Digital images opened new horizons for palimpsest research. Today, multispectral photography offers the best solution for enhancing the difference between faded inks and their surrounding areas. To do so, it utilizes multiple numbers of images taken from the same page and captured in the same position, while being illuminated by a pre-set succession of fixed wavelengths of light (various waves of natural, ultraviolet, infrared, and other types of lights). These images capture the different reactions of the parchment to different light waves, which can be compared fruitfully. In the process, mathematic algorithms are manipulated in such a way as to bring these differences from the invisible spectrum to the spectrum that is visible to human eyes. Multispectral photography, however, requires the specialized knowledge of image scientists who have to work together with philologists who are able to read these texts. Only in the event of collaboration between the scholars from both fields will the texts finally be able to come to light; otherwise, each sector will not be able to come to the best results [cf. Easton – Kelbe, Statistical Processing of Spectral Imagery].

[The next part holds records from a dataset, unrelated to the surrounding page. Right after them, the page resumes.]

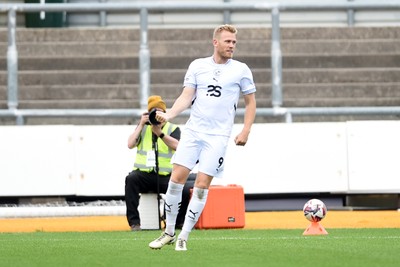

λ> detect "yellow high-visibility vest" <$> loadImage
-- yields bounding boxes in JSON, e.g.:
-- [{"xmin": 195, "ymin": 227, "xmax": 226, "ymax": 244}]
[{"xmin": 134, "ymin": 122, "xmax": 178, "ymax": 175}]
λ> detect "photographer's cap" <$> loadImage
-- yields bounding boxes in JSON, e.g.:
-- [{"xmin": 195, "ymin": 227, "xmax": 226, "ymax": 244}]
[{"xmin": 147, "ymin": 95, "xmax": 167, "ymax": 112}]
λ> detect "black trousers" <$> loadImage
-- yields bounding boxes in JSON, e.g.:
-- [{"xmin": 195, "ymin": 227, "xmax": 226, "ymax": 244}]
[{"xmin": 125, "ymin": 170, "xmax": 195, "ymax": 225}]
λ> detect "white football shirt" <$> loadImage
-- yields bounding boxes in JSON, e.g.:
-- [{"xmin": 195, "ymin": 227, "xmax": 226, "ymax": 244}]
[{"xmin": 183, "ymin": 57, "xmax": 256, "ymax": 136}]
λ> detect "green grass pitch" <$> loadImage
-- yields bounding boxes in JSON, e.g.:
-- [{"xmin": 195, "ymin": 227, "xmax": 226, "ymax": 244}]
[{"xmin": 0, "ymin": 228, "xmax": 400, "ymax": 267}]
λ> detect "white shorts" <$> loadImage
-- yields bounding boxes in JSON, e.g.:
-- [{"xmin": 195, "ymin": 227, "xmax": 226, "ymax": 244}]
[{"xmin": 171, "ymin": 129, "xmax": 229, "ymax": 177}]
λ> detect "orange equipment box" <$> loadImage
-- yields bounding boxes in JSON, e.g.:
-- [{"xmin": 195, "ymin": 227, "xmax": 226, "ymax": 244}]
[{"xmin": 195, "ymin": 184, "xmax": 245, "ymax": 229}]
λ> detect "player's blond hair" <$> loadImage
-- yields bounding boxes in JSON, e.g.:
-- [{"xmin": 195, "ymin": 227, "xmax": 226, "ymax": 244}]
[{"xmin": 213, "ymin": 24, "xmax": 237, "ymax": 39}]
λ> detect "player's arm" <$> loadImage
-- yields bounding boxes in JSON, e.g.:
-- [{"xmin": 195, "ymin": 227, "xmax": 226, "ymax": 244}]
[
  {"xmin": 156, "ymin": 86, "xmax": 195, "ymax": 122},
  {"xmin": 235, "ymin": 93, "xmax": 256, "ymax": 146}
]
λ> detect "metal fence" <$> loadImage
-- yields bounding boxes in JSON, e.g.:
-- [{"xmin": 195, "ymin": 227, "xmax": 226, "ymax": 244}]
[{"xmin": 0, "ymin": 0, "xmax": 400, "ymax": 125}]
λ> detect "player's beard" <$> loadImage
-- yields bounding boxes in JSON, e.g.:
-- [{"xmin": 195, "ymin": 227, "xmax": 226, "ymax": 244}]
[{"xmin": 219, "ymin": 50, "xmax": 233, "ymax": 60}]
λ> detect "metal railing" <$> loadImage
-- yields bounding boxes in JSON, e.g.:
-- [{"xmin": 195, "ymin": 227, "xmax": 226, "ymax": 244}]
[{"xmin": 0, "ymin": 0, "xmax": 400, "ymax": 125}]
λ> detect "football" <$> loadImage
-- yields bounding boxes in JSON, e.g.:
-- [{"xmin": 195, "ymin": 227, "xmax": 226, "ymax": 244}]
[{"xmin": 303, "ymin": 199, "xmax": 327, "ymax": 222}]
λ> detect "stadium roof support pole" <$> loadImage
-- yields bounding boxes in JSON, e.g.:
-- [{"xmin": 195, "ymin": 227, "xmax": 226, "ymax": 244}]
[
  {"xmin": 139, "ymin": 8, "xmax": 150, "ymax": 109},
  {"xmin": 7, "ymin": 8, "xmax": 18, "ymax": 110},
  {"xmin": 271, "ymin": 7, "xmax": 283, "ymax": 107},
  {"xmin": 347, "ymin": 0, "xmax": 354, "ymax": 26}
]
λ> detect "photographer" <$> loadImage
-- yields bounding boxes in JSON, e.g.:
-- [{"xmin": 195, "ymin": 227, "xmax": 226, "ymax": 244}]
[{"xmin": 125, "ymin": 95, "xmax": 190, "ymax": 231}]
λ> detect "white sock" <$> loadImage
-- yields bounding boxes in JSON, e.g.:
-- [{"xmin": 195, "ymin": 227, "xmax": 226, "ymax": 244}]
[
  {"xmin": 165, "ymin": 181, "xmax": 184, "ymax": 236},
  {"xmin": 178, "ymin": 187, "xmax": 208, "ymax": 240}
]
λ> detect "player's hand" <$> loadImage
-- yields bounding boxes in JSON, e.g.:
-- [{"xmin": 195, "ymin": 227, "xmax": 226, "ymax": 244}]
[
  {"xmin": 156, "ymin": 110, "xmax": 168, "ymax": 123},
  {"xmin": 235, "ymin": 132, "xmax": 249, "ymax": 146}
]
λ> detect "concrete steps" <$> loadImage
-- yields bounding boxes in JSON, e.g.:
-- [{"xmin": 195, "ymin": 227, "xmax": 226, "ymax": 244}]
[{"xmin": 0, "ymin": 27, "xmax": 400, "ymax": 124}]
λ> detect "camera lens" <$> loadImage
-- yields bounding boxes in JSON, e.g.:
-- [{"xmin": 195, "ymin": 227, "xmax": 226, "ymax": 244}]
[{"xmin": 149, "ymin": 108, "xmax": 160, "ymax": 125}]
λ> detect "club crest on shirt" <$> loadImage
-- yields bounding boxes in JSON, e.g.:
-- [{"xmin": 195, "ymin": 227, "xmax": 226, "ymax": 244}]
[{"xmin": 214, "ymin": 69, "xmax": 221, "ymax": 77}]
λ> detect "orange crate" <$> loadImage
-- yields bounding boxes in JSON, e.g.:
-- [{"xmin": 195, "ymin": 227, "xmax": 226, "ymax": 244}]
[{"xmin": 195, "ymin": 184, "xmax": 245, "ymax": 229}]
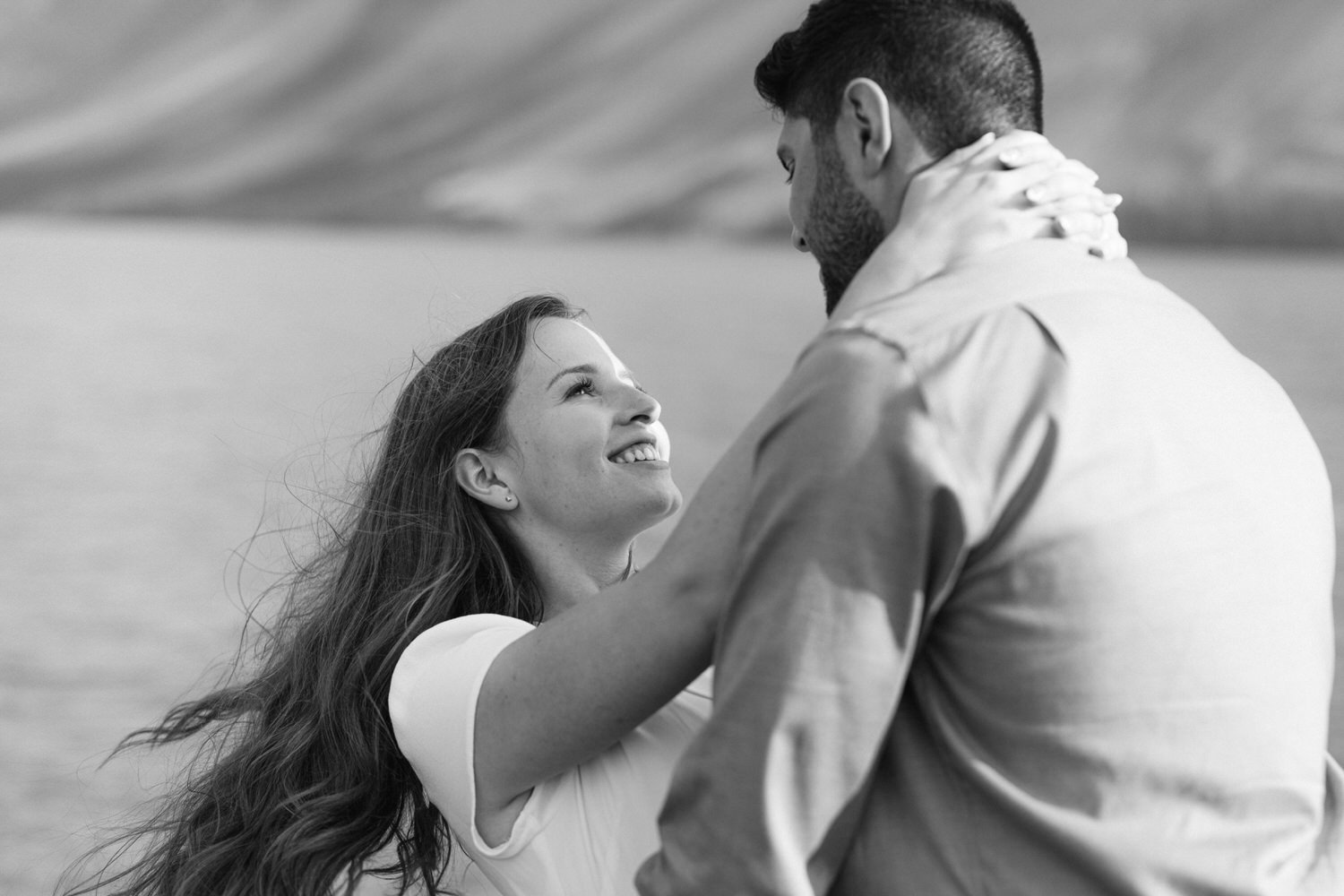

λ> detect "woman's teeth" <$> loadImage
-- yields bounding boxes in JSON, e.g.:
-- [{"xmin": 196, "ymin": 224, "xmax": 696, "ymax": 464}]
[{"xmin": 612, "ymin": 442, "xmax": 659, "ymax": 463}]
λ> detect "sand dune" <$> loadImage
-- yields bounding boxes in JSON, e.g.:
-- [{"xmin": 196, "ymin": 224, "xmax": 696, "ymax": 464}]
[{"xmin": 0, "ymin": 0, "xmax": 1344, "ymax": 245}]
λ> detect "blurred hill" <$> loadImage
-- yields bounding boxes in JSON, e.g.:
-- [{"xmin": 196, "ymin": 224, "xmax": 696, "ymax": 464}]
[{"xmin": 0, "ymin": 0, "xmax": 1344, "ymax": 246}]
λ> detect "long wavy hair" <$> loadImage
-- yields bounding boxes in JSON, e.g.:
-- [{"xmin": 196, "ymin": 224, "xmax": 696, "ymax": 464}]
[{"xmin": 65, "ymin": 296, "xmax": 582, "ymax": 896}]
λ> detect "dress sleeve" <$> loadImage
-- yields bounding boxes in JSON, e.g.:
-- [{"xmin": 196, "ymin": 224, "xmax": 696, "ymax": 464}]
[
  {"xmin": 387, "ymin": 614, "xmax": 535, "ymax": 857},
  {"xmin": 639, "ymin": 334, "xmax": 965, "ymax": 896}
]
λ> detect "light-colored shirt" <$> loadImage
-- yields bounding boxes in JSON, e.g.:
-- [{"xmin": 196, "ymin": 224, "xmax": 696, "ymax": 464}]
[
  {"xmin": 389, "ymin": 614, "xmax": 712, "ymax": 896},
  {"xmin": 640, "ymin": 240, "xmax": 1344, "ymax": 896}
]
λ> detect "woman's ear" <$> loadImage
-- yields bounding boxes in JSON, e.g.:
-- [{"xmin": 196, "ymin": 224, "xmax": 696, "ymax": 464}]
[{"xmin": 453, "ymin": 449, "xmax": 518, "ymax": 511}]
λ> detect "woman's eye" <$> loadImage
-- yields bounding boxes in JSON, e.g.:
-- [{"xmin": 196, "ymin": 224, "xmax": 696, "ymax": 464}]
[{"xmin": 564, "ymin": 377, "xmax": 594, "ymax": 398}]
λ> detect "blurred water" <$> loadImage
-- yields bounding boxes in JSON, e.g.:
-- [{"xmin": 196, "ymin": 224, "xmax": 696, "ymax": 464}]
[{"xmin": 0, "ymin": 221, "xmax": 1344, "ymax": 896}]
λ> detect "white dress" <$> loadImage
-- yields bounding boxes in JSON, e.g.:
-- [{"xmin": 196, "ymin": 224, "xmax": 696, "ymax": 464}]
[{"xmin": 389, "ymin": 614, "xmax": 712, "ymax": 896}]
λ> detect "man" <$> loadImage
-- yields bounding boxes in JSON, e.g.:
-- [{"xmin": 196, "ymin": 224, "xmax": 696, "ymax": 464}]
[{"xmin": 639, "ymin": 0, "xmax": 1344, "ymax": 896}]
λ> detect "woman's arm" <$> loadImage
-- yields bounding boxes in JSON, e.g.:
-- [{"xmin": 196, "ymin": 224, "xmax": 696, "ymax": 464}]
[{"xmin": 462, "ymin": 127, "xmax": 1115, "ymax": 833}]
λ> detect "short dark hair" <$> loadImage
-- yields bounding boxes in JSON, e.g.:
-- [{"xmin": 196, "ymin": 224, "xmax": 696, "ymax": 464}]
[{"xmin": 755, "ymin": 0, "xmax": 1042, "ymax": 156}]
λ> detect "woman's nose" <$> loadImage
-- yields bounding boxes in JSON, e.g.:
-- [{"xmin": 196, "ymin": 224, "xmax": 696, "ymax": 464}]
[{"xmin": 626, "ymin": 385, "xmax": 663, "ymax": 423}]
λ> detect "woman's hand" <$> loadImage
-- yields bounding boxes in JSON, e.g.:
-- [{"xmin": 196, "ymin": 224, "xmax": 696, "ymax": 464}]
[{"xmin": 846, "ymin": 130, "xmax": 1128, "ymax": 314}]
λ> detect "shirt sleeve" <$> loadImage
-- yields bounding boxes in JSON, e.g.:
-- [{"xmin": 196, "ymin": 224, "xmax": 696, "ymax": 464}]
[
  {"xmin": 637, "ymin": 333, "xmax": 967, "ymax": 896},
  {"xmin": 387, "ymin": 614, "xmax": 537, "ymax": 857}
]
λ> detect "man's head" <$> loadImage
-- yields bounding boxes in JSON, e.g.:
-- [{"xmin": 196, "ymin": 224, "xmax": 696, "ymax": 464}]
[{"xmin": 755, "ymin": 0, "xmax": 1042, "ymax": 313}]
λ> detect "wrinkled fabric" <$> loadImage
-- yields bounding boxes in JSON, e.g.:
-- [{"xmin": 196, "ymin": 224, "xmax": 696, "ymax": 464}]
[{"xmin": 639, "ymin": 240, "xmax": 1344, "ymax": 896}]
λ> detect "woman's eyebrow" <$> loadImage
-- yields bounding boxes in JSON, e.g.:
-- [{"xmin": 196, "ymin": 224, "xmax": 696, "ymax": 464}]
[{"xmin": 546, "ymin": 364, "xmax": 597, "ymax": 388}]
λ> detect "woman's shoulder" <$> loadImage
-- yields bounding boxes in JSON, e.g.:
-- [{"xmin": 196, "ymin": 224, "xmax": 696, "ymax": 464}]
[
  {"xmin": 389, "ymin": 613, "xmax": 535, "ymax": 720},
  {"xmin": 402, "ymin": 613, "xmax": 535, "ymax": 659}
]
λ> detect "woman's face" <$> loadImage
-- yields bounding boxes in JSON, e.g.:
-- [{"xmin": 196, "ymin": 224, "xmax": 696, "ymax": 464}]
[{"xmin": 499, "ymin": 317, "xmax": 682, "ymax": 540}]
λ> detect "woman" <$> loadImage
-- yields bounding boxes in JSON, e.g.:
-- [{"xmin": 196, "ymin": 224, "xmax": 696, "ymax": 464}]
[{"xmin": 60, "ymin": 129, "xmax": 1123, "ymax": 896}]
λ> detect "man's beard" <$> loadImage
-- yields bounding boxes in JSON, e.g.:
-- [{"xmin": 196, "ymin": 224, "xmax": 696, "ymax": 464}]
[{"xmin": 806, "ymin": 133, "xmax": 887, "ymax": 317}]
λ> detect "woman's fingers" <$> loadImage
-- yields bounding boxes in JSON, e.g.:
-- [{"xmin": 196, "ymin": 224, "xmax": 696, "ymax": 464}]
[
  {"xmin": 1055, "ymin": 212, "xmax": 1129, "ymax": 261},
  {"xmin": 1027, "ymin": 186, "xmax": 1123, "ymax": 218}
]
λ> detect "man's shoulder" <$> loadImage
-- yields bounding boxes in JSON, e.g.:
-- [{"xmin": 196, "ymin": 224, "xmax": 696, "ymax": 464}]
[{"xmin": 824, "ymin": 240, "xmax": 1166, "ymax": 356}]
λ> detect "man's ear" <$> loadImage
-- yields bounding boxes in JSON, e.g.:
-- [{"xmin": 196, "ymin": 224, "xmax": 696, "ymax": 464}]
[
  {"xmin": 453, "ymin": 449, "xmax": 518, "ymax": 511},
  {"xmin": 836, "ymin": 78, "xmax": 894, "ymax": 178}
]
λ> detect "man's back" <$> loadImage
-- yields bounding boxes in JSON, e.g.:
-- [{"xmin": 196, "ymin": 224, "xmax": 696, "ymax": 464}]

Multispectral imaging produces raw data which cannot be interpreted directly by the final users, textual scholars or conservators. Various photographic projects for palimpsests that use this principle seek to publish the raw data together with a more-or less legible version that can be interpreted by their own standards. The Vatican Library normally publishes two versions of each palimpsest page, one captured in natural light and another one captured with UV fluorescence. Both can be interpreted on its own without being combined with the other and the image enhancing tools allow scholars to manipulate these images to satisfy individual research tasks. The digital recovery of the removed texts has multiple advantages. First of all, it is a non-intrusive method and does not involve long exposure to UV or infrared lights. Second, the results can be manipulated without the risk of damaging the source file which functions as a point of departure for digital enquiry. Third, it is very easy to distribute and circulate such images and their processed variants among scholars even in multiple copies in exactly identical forms. However, the maintenance of huge repositories of digital images creates challenges for future generations.